The UK ranked as the fourth most congested developed country in the world and the third most congested in Europe, with drivers spending an average of 32 hours a year in congestion during peak hours. It estimated the cost to UK motorists amounted to £30.8bn in 2016, an average of £968 per driver.

In the UK, the 2016 Traffic Scorecard analysed congestion in 87 cities and large urban areas. London remains the UK’s most congested city, and ranks second in Europe after Moscow and seventh in the world. Drivers in London spent an average of 73 hours in gridlock during peak hours. This contributed to congestion costing London drivers £1,911 each and the capital as a whole £6.2bn from direct and indirect costs.
Direct costs relate to the value of fuel and time wasted. Indirect costs relate to freighting and business fees from company vehicles idling in traffic, which are passed on to household bills through higher prices.
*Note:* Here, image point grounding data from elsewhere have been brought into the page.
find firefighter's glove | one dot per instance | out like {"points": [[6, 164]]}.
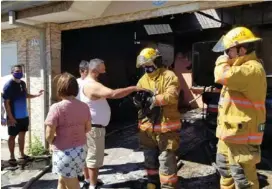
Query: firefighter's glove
{"points": [[144, 99], [222, 59]]}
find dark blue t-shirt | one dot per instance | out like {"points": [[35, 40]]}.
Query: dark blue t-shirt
{"points": [[16, 93]]}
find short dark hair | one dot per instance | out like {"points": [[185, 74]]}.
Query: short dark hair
{"points": [[83, 65], [16, 66], [66, 85]]}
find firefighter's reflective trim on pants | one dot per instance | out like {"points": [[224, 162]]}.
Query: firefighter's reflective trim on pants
{"points": [[159, 100], [152, 172], [168, 179], [242, 102], [223, 78], [239, 176], [222, 164], [174, 126], [255, 138], [212, 108]]}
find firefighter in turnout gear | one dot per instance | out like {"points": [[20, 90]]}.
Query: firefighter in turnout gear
{"points": [[241, 110], [159, 123]]}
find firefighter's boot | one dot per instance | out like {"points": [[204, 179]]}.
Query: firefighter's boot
{"points": [[151, 186]]}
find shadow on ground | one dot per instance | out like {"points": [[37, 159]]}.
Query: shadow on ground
{"points": [[44, 184], [14, 185], [121, 168]]}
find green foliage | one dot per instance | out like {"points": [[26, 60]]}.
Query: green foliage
{"points": [[36, 148]]}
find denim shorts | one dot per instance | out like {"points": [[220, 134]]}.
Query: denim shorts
{"points": [[69, 163]]}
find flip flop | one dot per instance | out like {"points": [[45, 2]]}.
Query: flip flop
{"points": [[12, 162]]}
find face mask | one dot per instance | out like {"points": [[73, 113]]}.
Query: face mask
{"points": [[149, 69], [18, 75]]}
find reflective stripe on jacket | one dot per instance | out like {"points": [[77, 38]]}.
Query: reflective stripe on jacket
{"points": [[165, 84], [241, 108]]}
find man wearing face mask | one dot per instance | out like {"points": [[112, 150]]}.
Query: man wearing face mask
{"points": [[241, 110], [160, 137], [15, 95], [94, 94]]}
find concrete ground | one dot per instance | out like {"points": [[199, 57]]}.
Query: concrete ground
{"points": [[123, 165]]}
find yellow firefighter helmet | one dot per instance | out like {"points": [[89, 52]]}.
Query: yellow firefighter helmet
{"points": [[235, 37], [147, 57]]}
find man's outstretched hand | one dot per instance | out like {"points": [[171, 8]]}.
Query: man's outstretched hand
{"points": [[40, 93]]}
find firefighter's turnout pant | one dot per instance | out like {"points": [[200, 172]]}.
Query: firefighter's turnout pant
{"points": [[160, 157], [237, 165]]}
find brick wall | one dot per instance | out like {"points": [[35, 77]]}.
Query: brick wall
{"points": [[29, 55]]}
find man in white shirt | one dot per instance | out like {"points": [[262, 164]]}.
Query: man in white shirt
{"points": [[94, 94]]}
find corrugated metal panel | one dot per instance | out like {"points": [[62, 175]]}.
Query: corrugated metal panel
{"points": [[7, 6]]}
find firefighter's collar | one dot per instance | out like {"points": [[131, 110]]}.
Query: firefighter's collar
{"points": [[240, 60], [154, 75]]}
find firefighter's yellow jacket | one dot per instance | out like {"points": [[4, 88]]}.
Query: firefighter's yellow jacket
{"points": [[165, 84], [241, 110]]}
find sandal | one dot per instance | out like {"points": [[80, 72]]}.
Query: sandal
{"points": [[26, 158], [12, 162]]}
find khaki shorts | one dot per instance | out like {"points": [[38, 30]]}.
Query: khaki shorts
{"points": [[96, 146]]}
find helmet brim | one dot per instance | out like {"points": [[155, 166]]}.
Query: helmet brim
{"points": [[220, 46]]}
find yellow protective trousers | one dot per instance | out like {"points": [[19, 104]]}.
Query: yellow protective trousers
{"points": [[237, 165], [160, 157]]}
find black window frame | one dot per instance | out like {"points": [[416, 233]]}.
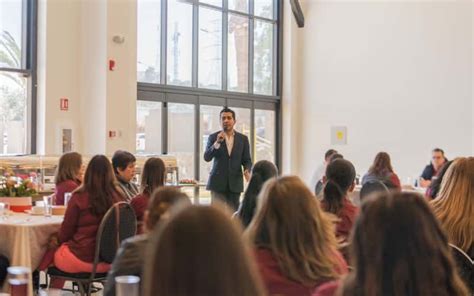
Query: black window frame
{"points": [[28, 68], [165, 93]]}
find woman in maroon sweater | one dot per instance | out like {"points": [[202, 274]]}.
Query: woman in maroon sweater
{"points": [[84, 213], [69, 174], [295, 245], [339, 181], [153, 177]]}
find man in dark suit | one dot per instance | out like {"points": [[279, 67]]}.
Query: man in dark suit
{"points": [[230, 151]]}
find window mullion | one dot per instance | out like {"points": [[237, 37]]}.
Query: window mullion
{"points": [[195, 42], [163, 41]]}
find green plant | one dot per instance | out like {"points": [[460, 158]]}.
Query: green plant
{"points": [[16, 187]]}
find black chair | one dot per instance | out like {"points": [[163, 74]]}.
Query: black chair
{"points": [[465, 266], [118, 223]]}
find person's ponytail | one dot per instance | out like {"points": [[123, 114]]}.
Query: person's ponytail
{"points": [[249, 203]]}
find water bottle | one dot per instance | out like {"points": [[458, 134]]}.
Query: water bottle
{"points": [[18, 278], [127, 285]]}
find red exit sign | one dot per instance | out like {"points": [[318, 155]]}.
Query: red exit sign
{"points": [[64, 104]]}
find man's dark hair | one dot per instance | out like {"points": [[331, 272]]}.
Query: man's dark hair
{"points": [[329, 153], [335, 156], [122, 159], [225, 110]]}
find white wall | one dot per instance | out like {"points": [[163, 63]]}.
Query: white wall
{"points": [[399, 75], [74, 46]]}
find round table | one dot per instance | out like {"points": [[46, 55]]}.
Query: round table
{"points": [[24, 238]]}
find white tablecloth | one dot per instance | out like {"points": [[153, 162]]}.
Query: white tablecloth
{"points": [[24, 238], [354, 196]]}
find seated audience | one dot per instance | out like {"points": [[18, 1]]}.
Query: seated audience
{"points": [[437, 161], [83, 215], [381, 170], [198, 250], [261, 172], [339, 182], [435, 186], [130, 259], [69, 175], [124, 169], [374, 187], [153, 177], [4, 264], [454, 206], [399, 249], [321, 169], [294, 241]]}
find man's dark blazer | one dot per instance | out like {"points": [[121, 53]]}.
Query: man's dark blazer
{"points": [[228, 169]]}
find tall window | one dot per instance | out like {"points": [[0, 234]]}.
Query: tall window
{"points": [[16, 74], [196, 56]]}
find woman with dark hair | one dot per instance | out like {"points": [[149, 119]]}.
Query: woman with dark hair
{"points": [[198, 250], [339, 182], [83, 215], [435, 186], [392, 257], [294, 241], [261, 172], [153, 177], [68, 176], [129, 259], [382, 170]]}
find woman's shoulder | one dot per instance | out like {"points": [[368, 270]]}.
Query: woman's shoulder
{"points": [[67, 184], [140, 198]]}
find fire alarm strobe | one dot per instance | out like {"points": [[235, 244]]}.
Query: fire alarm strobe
{"points": [[64, 104]]}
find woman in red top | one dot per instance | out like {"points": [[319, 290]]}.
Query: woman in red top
{"points": [[294, 240], [153, 177], [69, 174], [400, 250], [84, 213], [339, 181], [382, 171]]}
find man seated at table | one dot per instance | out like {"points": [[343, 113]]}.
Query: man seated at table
{"points": [[123, 163], [129, 259], [431, 170]]}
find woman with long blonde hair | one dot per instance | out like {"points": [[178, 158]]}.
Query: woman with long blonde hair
{"points": [[399, 249], [294, 239], [454, 206]]}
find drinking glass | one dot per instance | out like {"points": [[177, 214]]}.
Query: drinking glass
{"points": [[127, 285], [18, 279], [48, 205]]}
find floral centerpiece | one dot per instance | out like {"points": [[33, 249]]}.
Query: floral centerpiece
{"points": [[17, 192]]}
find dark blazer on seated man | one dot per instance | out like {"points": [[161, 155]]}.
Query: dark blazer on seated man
{"points": [[226, 177]]}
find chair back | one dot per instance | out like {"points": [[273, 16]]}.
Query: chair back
{"points": [[118, 223], [465, 266]]}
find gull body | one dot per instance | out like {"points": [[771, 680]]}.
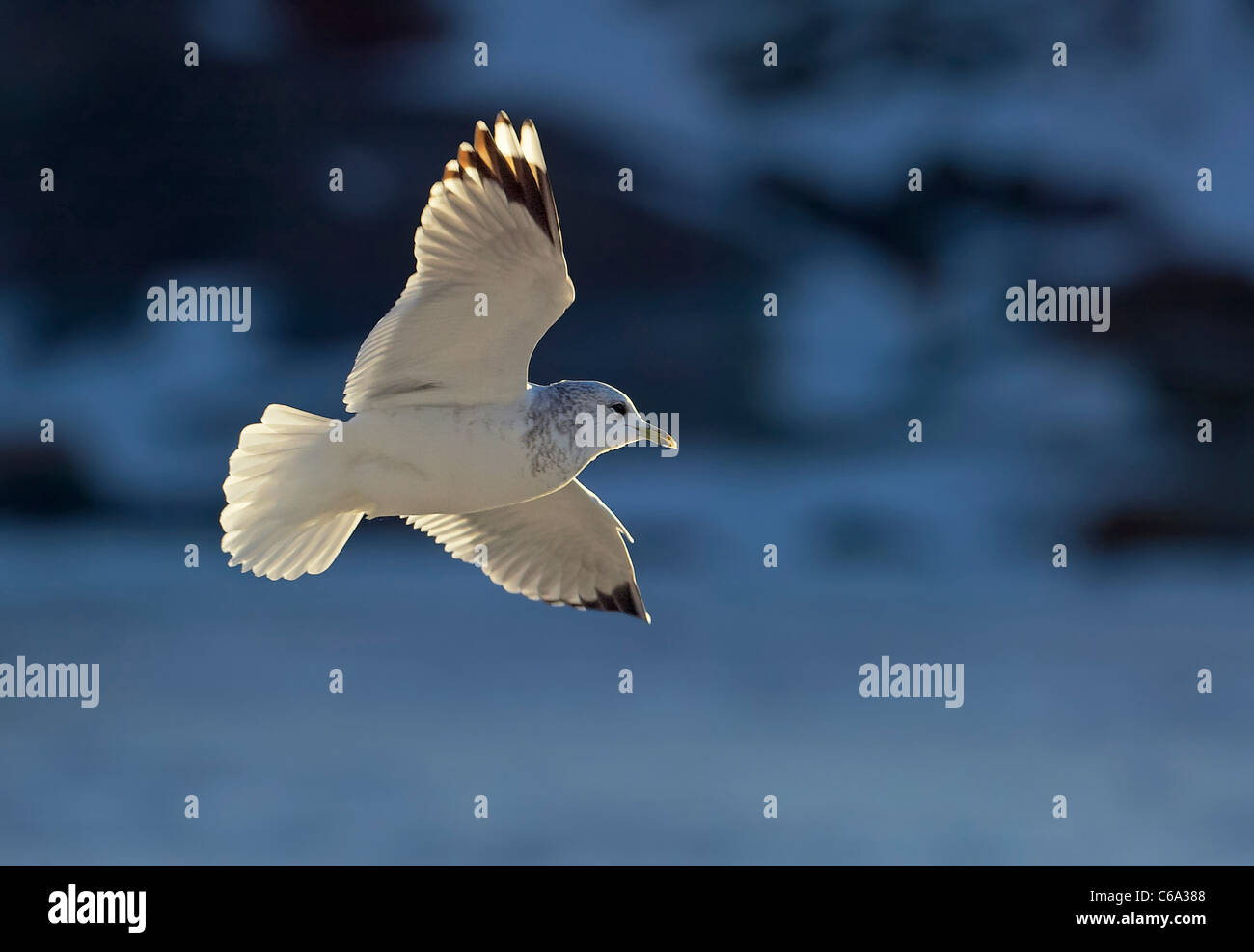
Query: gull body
{"points": [[447, 431]]}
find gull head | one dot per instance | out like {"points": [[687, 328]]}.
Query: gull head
{"points": [[605, 418]]}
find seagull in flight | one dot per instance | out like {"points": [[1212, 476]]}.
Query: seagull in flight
{"points": [[446, 431]]}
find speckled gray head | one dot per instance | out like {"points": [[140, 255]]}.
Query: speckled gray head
{"points": [[601, 417]]}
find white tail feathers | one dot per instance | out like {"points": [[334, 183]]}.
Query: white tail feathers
{"points": [[279, 521]]}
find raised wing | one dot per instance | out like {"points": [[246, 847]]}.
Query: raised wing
{"points": [[563, 548], [489, 280]]}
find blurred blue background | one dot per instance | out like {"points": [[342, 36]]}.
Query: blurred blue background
{"points": [[748, 180]]}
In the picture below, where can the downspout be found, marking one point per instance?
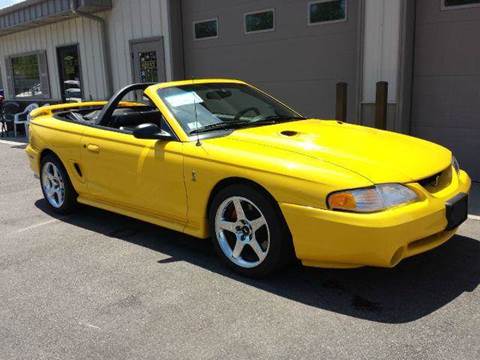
(107, 63)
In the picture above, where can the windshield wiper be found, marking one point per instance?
(274, 119)
(220, 126)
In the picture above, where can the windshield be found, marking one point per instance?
(205, 107)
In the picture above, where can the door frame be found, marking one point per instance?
(133, 42)
(60, 68)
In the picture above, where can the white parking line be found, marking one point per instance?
(38, 225)
(14, 143)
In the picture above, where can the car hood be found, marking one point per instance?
(380, 156)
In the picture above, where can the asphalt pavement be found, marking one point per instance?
(95, 285)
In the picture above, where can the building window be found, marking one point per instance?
(205, 29)
(326, 11)
(259, 21)
(70, 73)
(28, 76)
(448, 4)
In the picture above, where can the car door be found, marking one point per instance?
(136, 175)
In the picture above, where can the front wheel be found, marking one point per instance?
(248, 231)
(56, 186)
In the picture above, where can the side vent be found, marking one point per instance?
(77, 169)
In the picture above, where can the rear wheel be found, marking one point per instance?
(56, 186)
(248, 232)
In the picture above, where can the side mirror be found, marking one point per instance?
(151, 131)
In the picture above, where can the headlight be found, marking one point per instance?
(372, 199)
(455, 164)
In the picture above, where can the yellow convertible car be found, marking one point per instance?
(221, 159)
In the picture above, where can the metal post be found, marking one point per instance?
(381, 103)
(341, 104)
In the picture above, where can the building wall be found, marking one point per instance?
(85, 32)
(297, 63)
(446, 91)
(381, 57)
(124, 25)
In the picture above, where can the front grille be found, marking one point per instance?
(437, 181)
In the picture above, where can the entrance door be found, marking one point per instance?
(148, 60)
(70, 73)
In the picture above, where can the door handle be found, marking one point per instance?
(93, 148)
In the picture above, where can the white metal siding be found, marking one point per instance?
(85, 32)
(128, 20)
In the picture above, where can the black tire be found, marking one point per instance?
(69, 203)
(280, 249)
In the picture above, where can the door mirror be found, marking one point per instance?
(151, 131)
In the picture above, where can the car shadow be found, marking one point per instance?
(415, 288)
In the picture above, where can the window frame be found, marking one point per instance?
(310, 3)
(246, 32)
(194, 23)
(46, 75)
(444, 7)
(60, 74)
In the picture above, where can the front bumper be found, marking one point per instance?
(333, 239)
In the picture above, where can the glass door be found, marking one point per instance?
(70, 73)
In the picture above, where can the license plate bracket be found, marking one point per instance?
(456, 211)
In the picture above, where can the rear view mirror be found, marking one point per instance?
(218, 94)
(151, 131)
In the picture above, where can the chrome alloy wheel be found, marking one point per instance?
(53, 185)
(242, 232)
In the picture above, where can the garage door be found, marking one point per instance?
(446, 100)
(297, 50)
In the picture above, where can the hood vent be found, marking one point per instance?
(289, 133)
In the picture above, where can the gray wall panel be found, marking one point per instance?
(446, 91)
(296, 63)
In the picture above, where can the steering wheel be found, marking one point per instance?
(244, 111)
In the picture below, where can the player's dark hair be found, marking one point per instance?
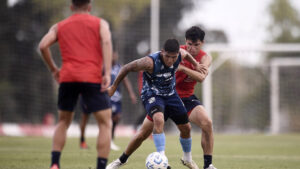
(195, 33)
(80, 3)
(171, 45)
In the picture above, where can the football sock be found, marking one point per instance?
(82, 139)
(55, 156)
(186, 144)
(207, 160)
(160, 141)
(101, 163)
(113, 130)
(123, 158)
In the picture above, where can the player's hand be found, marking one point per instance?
(202, 68)
(180, 67)
(105, 82)
(133, 99)
(111, 90)
(55, 75)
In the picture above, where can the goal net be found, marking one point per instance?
(251, 90)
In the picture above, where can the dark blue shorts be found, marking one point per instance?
(190, 103)
(116, 107)
(93, 99)
(171, 106)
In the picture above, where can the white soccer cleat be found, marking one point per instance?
(190, 165)
(115, 164)
(211, 167)
(114, 147)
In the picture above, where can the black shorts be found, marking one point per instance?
(190, 103)
(93, 99)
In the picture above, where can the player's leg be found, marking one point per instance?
(176, 111)
(99, 103)
(67, 98)
(103, 119)
(199, 117)
(116, 116)
(134, 144)
(83, 122)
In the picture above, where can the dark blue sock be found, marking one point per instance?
(207, 160)
(101, 163)
(123, 158)
(55, 156)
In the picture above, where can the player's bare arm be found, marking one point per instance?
(195, 75)
(128, 86)
(143, 64)
(107, 53)
(49, 39)
(186, 55)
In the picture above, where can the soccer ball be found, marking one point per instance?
(156, 160)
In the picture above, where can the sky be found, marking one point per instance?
(245, 22)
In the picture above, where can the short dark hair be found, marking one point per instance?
(171, 45)
(195, 33)
(80, 3)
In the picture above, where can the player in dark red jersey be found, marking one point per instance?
(186, 79)
(85, 45)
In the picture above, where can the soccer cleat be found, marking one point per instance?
(83, 145)
(211, 167)
(190, 165)
(54, 166)
(115, 164)
(114, 147)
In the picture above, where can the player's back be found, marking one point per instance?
(79, 41)
(162, 80)
(184, 84)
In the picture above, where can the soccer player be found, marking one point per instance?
(115, 104)
(159, 96)
(186, 78)
(86, 48)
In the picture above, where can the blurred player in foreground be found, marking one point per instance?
(159, 96)
(115, 104)
(186, 78)
(85, 45)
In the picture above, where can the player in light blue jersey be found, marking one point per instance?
(159, 96)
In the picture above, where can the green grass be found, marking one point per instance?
(230, 152)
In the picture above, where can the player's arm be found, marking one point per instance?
(195, 75)
(186, 55)
(128, 86)
(143, 64)
(49, 39)
(107, 53)
(206, 60)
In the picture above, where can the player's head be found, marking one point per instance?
(84, 5)
(194, 38)
(170, 52)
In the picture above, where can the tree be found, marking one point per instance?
(285, 23)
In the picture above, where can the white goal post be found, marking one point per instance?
(226, 52)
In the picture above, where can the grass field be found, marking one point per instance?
(231, 152)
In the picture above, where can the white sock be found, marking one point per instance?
(187, 156)
(162, 152)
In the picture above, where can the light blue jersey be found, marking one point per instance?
(161, 81)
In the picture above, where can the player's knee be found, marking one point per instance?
(185, 130)
(158, 120)
(207, 125)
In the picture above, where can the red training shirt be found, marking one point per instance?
(80, 45)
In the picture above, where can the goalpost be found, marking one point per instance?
(251, 92)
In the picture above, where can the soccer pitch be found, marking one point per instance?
(230, 152)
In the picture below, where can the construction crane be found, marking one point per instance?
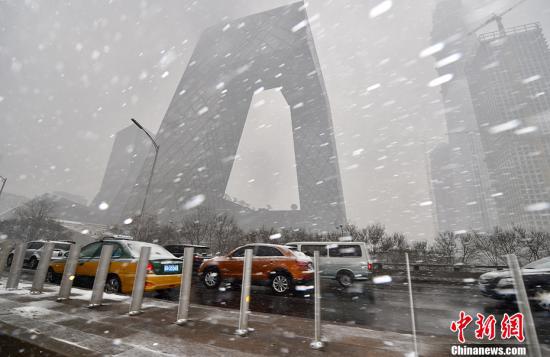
(498, 19)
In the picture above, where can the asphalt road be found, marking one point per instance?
(379, 307)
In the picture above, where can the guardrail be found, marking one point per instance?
(437, 267)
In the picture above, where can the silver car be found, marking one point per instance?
(344, 261)
(34, 250)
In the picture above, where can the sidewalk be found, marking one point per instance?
(70, 328)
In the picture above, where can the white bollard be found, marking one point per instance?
(245, 294)
(16, 266)
(185, 287)
(101, 275)
(69, 273)
(139, 281)
(413, 321)
(5, 250)
(42, 269)
(317, 344)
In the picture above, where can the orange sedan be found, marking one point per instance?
(274, 265)
(163, 269)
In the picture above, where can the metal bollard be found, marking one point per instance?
(317, 344)
(101, 275)
(412, 304)
(245, 294)
(69, 273)
(524, 307)
(139, 281)
(42, 269)
(185, 287)
(16, 266)
(5, 249)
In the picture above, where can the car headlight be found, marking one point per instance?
(505, 282)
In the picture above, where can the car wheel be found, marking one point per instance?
(113, 285)
(281, 283)
(345, 278)
(52, 277)
(10, 260)
(33, 263)
(211, 278)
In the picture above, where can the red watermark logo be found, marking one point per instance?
(510, 326)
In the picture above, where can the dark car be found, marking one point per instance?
(33, 253)
(499, 284)
(200, 253)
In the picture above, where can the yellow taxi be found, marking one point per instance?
(163, 270)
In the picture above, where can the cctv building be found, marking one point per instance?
(509, 81)
(200, 133)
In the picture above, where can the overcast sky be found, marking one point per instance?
(73, 73)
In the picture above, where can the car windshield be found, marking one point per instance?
(539, 264)
(298, 253)
(62, 246)
(157, 252)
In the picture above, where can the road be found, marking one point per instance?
(378, 307)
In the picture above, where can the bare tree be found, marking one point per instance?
(445, 246)
(537, 245)
(467, 247)
(34, 220)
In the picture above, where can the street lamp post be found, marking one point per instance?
(156, 146)
(4, 179)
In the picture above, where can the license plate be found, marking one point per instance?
(171, 268)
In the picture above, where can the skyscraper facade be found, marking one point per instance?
(200, 133)
(459, 176)
(509, 81)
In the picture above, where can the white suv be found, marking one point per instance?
(344, 261)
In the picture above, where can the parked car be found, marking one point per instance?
(274, 265)
(200, 253)
(344, 261)
(499, 284)
(33, 254)
(163, 269)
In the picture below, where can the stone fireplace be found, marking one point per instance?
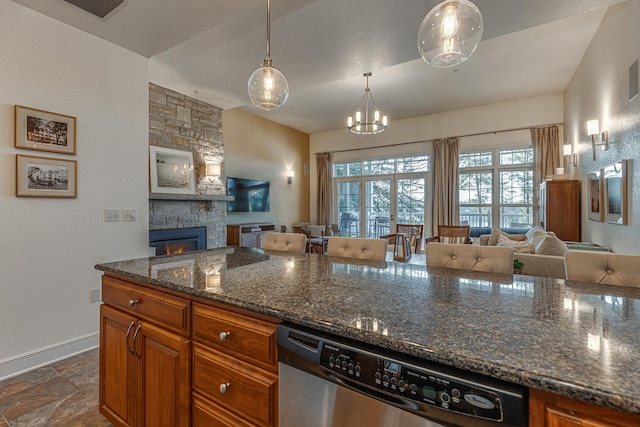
(178, 240)
(183, 123)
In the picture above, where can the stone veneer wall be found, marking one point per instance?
(183, 123)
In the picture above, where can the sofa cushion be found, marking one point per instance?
(495, 233)
(541, 265)
(533, 230)
(536, 237)
(516, 245)
(551, 245)
(453, 240)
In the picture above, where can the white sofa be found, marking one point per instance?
(540, 252)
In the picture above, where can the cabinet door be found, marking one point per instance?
(551, 410)
(117, 366)
(164, 381)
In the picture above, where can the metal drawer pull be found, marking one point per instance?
(133, 343)
(127, 338)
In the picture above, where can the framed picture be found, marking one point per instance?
(596, 212)
(45, 131)
(45, 177)
(171, 171)
(616, 191)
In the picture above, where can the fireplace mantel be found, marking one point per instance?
(190, 197)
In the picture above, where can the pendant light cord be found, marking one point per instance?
(268, 29)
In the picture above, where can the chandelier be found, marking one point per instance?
(450, 33)
(367, 122)
(268, 87)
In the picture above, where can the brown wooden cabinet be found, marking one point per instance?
(145, 356)
(552, 410)
(248, 235)
(157, 370)
(560, 208)
(235, 369)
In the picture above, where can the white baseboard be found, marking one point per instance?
(27, 361)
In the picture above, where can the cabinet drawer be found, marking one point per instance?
(245, 337)
(251, 392)
(207, 414)
(170, 311)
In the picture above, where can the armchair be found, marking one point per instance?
(452, 234)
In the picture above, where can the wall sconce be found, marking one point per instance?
(213, 169)
(593, 129)
(569, 157)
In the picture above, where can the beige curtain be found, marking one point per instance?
(546, 157)
(446, 206)
(323, 163)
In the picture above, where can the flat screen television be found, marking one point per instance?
(250, 195)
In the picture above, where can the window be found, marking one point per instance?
(371, 196)
(496, 187)
(382, 166)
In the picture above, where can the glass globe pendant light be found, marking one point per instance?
(268, 87)
(450, 33)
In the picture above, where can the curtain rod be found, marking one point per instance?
(460, 136)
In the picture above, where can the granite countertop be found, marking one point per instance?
(579, 340)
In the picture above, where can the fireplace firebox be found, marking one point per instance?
(178, 240)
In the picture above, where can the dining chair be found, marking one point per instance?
(348, 224)
(489, 259)
(285, 242)
(360, 248)
(413, 232)
(315, 233)
(458, 234)
(605, 268)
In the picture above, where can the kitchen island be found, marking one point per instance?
(573, 339)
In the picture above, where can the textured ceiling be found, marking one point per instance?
(208, 48)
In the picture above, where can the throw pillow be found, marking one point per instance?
(526, 249)
(551, 245)
(493, 238)
(536, 237)
(454, 240)
(505, 241)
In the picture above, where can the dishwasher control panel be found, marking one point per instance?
(410, 382)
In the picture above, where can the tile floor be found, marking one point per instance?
(62, 394)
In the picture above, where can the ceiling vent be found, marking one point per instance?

Manchester, Aberdeen, Birmingham and Edinburgh make up the UK’s five most congested cities.

“Despite Brexit, 2016 saw the UK economy remaining stable, fuel prices staying low and employment growing to an 11-year high, all of which incentivizes road travel and helped increase congestion as the 2016 Traffic Scorecard demonstrates,” said Graham Cookson, Chief Economist at INRIX.